The condition is caused by fluid leaking from blood vessels into the retina as a result of diabetes. DME is progressive, meaning that if left untreated it will spread until leaving the victims unable to see. And the treatments are no walk in the park either, as it requires one of the most unsettling practices in diabetes treatment.
DME sufferers have to inject one of a number of drugs into their eye, thus inhibiting a substance responsible for increasing abnormal growth in the blood vessels and leaking. There are a decent number of medicines that can be used for this, but three or four are the preferred regulars.
20/50 vision or worse
In their attempt to figure out which drug would be the most effective against diabetic macular edema, a team of researchers from the Palmetto Retina Center performed a trial on a moderately large sample of participants. The study was performed in collaboration with the National Institutes of Health.

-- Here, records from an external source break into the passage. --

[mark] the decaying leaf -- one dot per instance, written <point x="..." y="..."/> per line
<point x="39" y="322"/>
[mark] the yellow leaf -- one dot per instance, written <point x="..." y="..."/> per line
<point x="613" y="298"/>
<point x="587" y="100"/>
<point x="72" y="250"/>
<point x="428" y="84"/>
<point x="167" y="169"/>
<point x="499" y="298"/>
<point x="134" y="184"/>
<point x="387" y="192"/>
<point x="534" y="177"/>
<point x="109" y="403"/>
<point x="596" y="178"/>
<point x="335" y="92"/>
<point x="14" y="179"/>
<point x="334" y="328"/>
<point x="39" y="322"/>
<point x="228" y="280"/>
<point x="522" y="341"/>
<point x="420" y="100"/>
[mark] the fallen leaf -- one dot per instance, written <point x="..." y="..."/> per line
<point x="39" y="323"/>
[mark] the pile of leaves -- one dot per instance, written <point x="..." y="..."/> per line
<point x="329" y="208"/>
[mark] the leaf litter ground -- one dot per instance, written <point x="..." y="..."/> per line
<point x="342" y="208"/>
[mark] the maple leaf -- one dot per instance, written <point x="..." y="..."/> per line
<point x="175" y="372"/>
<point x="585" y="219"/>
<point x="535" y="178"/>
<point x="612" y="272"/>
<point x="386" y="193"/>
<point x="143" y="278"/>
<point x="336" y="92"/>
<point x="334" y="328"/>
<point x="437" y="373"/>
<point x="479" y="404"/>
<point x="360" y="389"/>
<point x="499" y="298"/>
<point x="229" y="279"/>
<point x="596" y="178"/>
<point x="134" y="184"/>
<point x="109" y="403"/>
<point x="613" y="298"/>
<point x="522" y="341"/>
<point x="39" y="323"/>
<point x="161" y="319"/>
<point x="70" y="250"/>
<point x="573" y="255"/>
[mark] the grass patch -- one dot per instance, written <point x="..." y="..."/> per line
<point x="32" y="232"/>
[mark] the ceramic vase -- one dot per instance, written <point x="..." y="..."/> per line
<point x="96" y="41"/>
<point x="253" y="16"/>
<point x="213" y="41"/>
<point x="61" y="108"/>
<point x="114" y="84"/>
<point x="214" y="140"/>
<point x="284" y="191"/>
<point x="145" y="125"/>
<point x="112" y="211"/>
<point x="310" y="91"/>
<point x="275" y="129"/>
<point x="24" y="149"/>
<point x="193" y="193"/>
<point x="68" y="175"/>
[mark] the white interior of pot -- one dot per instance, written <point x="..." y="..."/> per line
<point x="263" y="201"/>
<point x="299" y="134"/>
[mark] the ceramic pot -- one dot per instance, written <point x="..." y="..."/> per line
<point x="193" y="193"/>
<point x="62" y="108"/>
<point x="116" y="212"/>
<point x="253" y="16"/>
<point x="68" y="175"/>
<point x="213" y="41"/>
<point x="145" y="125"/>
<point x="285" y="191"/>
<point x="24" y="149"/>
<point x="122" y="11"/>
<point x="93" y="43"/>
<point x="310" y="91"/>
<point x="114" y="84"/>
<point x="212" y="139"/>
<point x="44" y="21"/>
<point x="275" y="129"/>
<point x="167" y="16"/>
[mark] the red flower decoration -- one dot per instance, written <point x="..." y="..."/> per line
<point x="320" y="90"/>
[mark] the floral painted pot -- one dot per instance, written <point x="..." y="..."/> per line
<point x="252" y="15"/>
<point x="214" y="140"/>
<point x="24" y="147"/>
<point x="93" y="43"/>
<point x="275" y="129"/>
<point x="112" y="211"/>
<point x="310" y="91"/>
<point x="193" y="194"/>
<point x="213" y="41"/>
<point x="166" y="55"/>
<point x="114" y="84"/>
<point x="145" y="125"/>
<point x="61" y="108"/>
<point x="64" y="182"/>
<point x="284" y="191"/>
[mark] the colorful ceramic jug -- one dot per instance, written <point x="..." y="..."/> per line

The researchers looked at 660 patients suffering from DME, with an average age of 61, and all suffering from type 1 or type 2 diabetes for one year or more. The study lasted for two years, and each patient was administered one of the three most popular drugs for DME – Avastin, Eylea, and Lucentis.
After the two year trial period, the results were clear enough. Patients with 20/40 vision didn’t see any particular differences from the treatment with either medicine. But things changed for the subjects with 20/50 vision or worse.
Eylea patients were obviously seeing better improvements that those on any of two other drugs. After the two years, Eyelea patients could see an additional 3.5 lines on the eyesight testing chart, Lucentis patients could about 3 more lines, while Avastin only improved the subjects’ sight by 2.5 more lines.